Why Wonder Woman’s Multiple Is Amazing

Howard Ho
The Unprofessionals
5 min readAug 3, 2017


So you’ve probably already heard that Wonder Woman (WW) has eclipsed Guardians of the Galaxy Vol. 2 (GOTG2) to become the biggest grossing film of the summer. However, there’s a larger story that you’re probably not as aware of.

This weekend give or take a few days, Wonder Woman will hit $400 million at the U.S. box office (only 26 films in all of film history have reached this height). This would make it a first for a female superhero lead as well as for a female director. But besides being a trailblazer and record-maker, WW is notable for the way it got there. It’s an extraordinary story and one that points the way to the future.

See, a lot of noise is made about a film’s opening weekend. The biggest opening of the summer by far was GOTG2 with $146.5 million. Spiderman: Homecoming had the second biggest opening with $117 million. Wonder Woman came in third with $103 million. Just by judging these numbers, it would be quite tempting to expect GOTG2 to be the summer’s highest gross. With a $43.5 million lead, it seems like a no-brainer.

But that fails to take into account what really drives film-goers. We aren’t interested in just seeing what the biggest movie is at the moment. We want to see the movie that people are talking about, the ones our friends are raving about, the ones that have good Rotten Tomatoes scores. And once a film has proved itself worthy on the level of word-of-mouth, then the film takes on a different trajectory.

Measuring word-of-mouth is what in the industry is known as “legs,” how well a movie does AFTER its touted opening weekend. And it does this by quantifying the film’s multiplier. The multiplier is defined as the total amount grossed divided by the opening weekend. For GOTG2, which is nearing the end of its theatrical run, that means its $388 million gross divided by its $146.5 million opening equals a multiple of 2.65.

2.65 isn’t terrible, and typically a big blockbuster movie like this would be happy getting close to a multiple of 3. The DC Extended Universe movies thus far have dealt with relatively low multipliers.

Man of Steel = 2.50.
Suicide Squad = 2.43.
Batman Vs. Superman = 1.99

1.99? Ouch. Batman Vs. Superman opened with a HUGE $166m, but this goes to show you…Don’t be fooled by a big opening! A multiplier below 2 typically tells you the word-of-mouth was bad bad bad. People were told to stay away, and they did in droves.

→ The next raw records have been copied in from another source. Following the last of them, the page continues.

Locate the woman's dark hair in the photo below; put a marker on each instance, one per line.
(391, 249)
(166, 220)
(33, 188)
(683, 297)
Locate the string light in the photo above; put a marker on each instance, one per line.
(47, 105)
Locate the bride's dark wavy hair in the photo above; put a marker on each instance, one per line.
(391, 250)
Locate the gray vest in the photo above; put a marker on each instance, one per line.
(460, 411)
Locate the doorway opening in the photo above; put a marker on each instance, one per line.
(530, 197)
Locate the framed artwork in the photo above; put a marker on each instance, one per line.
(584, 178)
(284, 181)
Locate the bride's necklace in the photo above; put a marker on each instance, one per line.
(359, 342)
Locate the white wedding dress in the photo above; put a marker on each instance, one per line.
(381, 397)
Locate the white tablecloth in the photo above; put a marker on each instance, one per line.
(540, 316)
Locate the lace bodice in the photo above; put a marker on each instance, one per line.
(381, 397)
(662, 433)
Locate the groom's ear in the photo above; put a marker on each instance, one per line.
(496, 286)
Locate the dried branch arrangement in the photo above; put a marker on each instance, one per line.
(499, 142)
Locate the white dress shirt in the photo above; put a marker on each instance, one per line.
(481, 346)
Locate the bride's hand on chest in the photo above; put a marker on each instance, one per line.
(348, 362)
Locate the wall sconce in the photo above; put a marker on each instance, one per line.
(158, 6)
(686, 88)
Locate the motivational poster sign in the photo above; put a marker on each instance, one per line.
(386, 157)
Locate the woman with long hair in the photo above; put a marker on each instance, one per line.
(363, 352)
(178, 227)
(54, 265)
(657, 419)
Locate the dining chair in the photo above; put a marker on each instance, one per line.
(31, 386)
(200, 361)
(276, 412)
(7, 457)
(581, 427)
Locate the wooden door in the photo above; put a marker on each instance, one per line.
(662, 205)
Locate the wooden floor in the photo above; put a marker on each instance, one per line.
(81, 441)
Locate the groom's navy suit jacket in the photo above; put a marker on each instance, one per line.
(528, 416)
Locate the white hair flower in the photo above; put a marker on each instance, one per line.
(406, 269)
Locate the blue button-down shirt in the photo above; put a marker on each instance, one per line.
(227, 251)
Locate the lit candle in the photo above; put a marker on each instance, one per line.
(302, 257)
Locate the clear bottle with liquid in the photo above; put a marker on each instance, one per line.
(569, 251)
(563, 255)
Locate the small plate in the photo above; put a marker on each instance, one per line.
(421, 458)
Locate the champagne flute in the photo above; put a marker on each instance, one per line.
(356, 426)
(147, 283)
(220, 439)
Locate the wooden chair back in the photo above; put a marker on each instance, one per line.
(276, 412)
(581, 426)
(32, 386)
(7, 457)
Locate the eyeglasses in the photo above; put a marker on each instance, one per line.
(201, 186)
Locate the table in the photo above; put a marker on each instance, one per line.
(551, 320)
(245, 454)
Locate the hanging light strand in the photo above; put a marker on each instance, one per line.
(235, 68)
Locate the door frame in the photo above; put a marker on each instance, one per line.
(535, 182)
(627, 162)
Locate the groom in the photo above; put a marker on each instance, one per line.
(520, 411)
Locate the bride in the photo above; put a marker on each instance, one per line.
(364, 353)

But if you looked at WW’s multiple, you’d get:

$400 million / $103 million = 3.88. Wait…..Holy *&#$* 3.88!!!!

And that’s with me being conservative.

WW will likely gross well beyond $400m, possibly up to $410m. And this is possible since, if WW goes for an Oscar push as observers have suggested it will, there’s no doubt the film would get a re-release in theaters followed by more ads. If so, then its multiple would ramp up to 4 and beyond. With this level of success, WW can rightly be seen to be rescuing the DC Extended Universe almost single-handedly.

WW’s multiple is virtually unheard of for a summer film of its size in the modern era. What I mean is that today so much importance is placed on the opening weekend that films usually open big and have huge drop-offs thereafter. The modern era has exchanged smaller multipliers for bigger openings. Sure, many small indie movies or older films have had huge multipliers as the word-of-mouth spreads slowly, but their openings were paltry. So it’s rare that a film has both a big opening and and a big multiplier.

WW’s is certainly the highest multiple for any superhero movie period AND for any summer movie opening above $100m. It’s a gigantic multiplier, a true game-changer, and that cannot be ignored.

The closest comparison I can think of is Spider-Man, the Sam Raimi film that arguably launched the modern-day superhero film. It similarly blew everyone away with its huge summer gross at the time. Its multiple = 3.52.

So what’s the lesson for Hollywood? Well, I believe that the reason for this insane multiplier can be found in WW’s reaching out to the female audience. The themes clearly resonated and translated into word-of-mouth for women, which is relatively rare for a superhero movie. So many women were telling me that I had to see it, and many were saying that they’d see it in theaters again! And they had never felt or said anything like that before about a superhero film! Obviously that’s anecdotal, but based on those stories (and my own reaction to the film), I had a hunch a month ago that WW would reach $400m, an idea ridiculed on the popular film website where I post regularly. No one saw this coming, least of all film geeks.

But just putting a woman or women in the cast isn’t enough, or else the Ghostbusters remake would have been a hit too; women seem content to avoid the cineplex if there’s nothing good playing. No, the superhero film has to connect emotionally and thematically and authentically for them. Frozen provided that. Titanic did too. And those films’ multipliers also went through the roof (but as winter releases they are admittedly very different animals).

Hollywood should take notice. If it wants to create more big hits that can sustain its current superhero craze, it would do well to pay attention to an underfed audience that seems hungry for more quality pickings. If it won’t listen to opinion, maybe it’ll listen to the numbers.